Friday, February 14, 2014

Sapporo Yukimatsuri

We've been meaning to go to the Yukimatsuri (snow festival) for a couple years, and things finally lined up. It happens in park spaces in downtown Sapporo, on the northern island of Hokkaido. What is Sapporo like? Here's a taste of the streets (not pictured: walking on icy sidewalk, partially blinded by wind and snow), the food, and some of the things we've seen.



We arrived for the very beginning of the festival, so the good part was getting a bunch of photos without having to fight ridiculous crowds of people. The bad part was that not everything was open for business the first night and some of the sculptures were finished after we left. It evens out, I think.

The sculptures were impressive, as you would expect them to be. (To see a larger version, click the gear at the top right and select "view full resolution".)



The larger ones had colored lights, a couple had light shows at night. This one, representing a historic mausoleum in India, took the idea of a light show and ran with it, going full on with projection mapping.


My favorite part of the sculptures may have been seeing the ones that weren't finished yet. Some of the country-representative, car-sized sculptures were finished after we left, but there was an ice sculpting competition down a major road that had a 24-hour deadline, so we could see the Before and After versions.

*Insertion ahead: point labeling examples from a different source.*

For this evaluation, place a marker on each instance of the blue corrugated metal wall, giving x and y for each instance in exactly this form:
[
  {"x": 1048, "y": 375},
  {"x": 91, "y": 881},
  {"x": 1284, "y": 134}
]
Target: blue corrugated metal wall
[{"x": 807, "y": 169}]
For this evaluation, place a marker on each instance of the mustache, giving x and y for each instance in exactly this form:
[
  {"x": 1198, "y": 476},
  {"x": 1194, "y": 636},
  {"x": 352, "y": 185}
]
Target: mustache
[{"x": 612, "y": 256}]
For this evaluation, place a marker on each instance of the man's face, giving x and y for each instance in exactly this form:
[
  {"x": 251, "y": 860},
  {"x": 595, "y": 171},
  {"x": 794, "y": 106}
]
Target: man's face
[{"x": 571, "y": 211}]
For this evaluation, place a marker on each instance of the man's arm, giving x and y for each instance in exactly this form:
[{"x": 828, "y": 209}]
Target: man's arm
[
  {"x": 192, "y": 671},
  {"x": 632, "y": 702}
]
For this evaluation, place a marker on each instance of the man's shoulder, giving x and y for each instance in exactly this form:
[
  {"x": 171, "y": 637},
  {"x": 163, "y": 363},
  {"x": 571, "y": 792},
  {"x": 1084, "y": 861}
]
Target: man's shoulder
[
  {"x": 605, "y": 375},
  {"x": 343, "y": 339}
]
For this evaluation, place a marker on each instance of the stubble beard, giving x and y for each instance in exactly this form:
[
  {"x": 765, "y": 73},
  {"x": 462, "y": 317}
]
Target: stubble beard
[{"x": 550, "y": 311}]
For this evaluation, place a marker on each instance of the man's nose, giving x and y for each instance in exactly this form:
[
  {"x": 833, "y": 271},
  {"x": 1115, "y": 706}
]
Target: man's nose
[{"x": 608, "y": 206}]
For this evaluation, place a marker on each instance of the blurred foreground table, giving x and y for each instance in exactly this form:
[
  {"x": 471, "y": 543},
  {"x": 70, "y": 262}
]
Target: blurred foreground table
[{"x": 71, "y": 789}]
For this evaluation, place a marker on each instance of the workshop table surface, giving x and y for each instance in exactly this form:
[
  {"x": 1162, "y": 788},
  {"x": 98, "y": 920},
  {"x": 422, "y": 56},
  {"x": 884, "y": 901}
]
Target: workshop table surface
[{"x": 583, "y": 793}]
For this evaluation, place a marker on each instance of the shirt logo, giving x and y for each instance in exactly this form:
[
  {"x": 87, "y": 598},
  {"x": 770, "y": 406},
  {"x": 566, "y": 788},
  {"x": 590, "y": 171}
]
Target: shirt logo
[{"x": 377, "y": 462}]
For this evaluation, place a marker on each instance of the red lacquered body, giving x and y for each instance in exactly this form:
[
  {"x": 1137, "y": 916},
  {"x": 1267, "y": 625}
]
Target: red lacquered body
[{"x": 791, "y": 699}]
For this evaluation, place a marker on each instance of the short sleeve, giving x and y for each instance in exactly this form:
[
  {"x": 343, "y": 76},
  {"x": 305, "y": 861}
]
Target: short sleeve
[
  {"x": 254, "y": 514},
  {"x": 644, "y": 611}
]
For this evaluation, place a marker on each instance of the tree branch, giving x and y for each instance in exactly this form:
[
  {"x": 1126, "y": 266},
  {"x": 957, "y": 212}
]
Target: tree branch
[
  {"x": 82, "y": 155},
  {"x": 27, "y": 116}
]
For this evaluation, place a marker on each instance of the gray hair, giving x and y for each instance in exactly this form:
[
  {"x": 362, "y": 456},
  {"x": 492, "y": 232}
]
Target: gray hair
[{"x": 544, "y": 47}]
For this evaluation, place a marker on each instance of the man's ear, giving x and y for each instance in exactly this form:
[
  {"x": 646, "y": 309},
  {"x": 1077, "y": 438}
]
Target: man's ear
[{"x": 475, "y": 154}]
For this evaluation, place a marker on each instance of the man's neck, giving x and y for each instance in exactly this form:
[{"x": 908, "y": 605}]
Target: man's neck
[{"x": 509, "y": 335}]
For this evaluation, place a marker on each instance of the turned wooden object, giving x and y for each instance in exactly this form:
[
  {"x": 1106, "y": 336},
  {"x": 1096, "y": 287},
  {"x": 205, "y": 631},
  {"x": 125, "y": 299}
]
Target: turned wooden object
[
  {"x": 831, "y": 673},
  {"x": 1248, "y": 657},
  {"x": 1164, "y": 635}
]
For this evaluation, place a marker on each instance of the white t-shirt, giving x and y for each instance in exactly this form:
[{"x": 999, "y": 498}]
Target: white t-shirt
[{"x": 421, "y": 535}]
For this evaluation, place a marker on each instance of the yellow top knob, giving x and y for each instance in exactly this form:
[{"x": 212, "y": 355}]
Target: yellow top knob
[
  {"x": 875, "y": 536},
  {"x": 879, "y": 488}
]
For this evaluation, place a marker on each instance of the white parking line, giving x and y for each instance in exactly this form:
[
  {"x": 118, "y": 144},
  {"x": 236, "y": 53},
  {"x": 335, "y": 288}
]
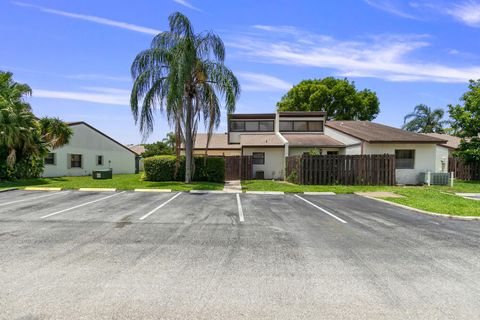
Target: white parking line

There was another location of sculptures, sharing grounds with a pavilion of vendor and company-sponsored booths and bouncy castles for kids, plus some outdoor activities.

Sculptures, snow-covered shrubs, and a couple class field trips. Out of sight is the Cup Noodle-sponsored train for kids.

These sculptures are a little rougher, not having the buildings around to shelter them from the elements.

Cheerleader hippos?

The one on the far right is a weeping person wearing a comedy mask. Pretty deep for a snow sculpture.


They had snow tubing! Just like I was a kid, other than the perfectly manicured lanes and 45-minute wait in line.




The other thing we did that I didn't get photos of was riding in an inflatable raft pulled by a snowmobile around a quarter mile loop. It was fun, but pictures would have been mostly white and incredibly blurry.


What else does one do in Sapporo, you might ask? Take a tour of the Ishiya Chocolate Factory! At first glance, it's a little weird. But then you start the tour and it's pretty neat. Then is gets weird again, until the courtyard doesn't seem out of place at all.



That last photo of the Clione (Sea Angels) doesn't quite capture the weirdness in this aquarium. Video does a better job.




And this concludes our tour of the Ishiya Chocolate Factory and this description of our trip to the Sapporo Yukimatsuri.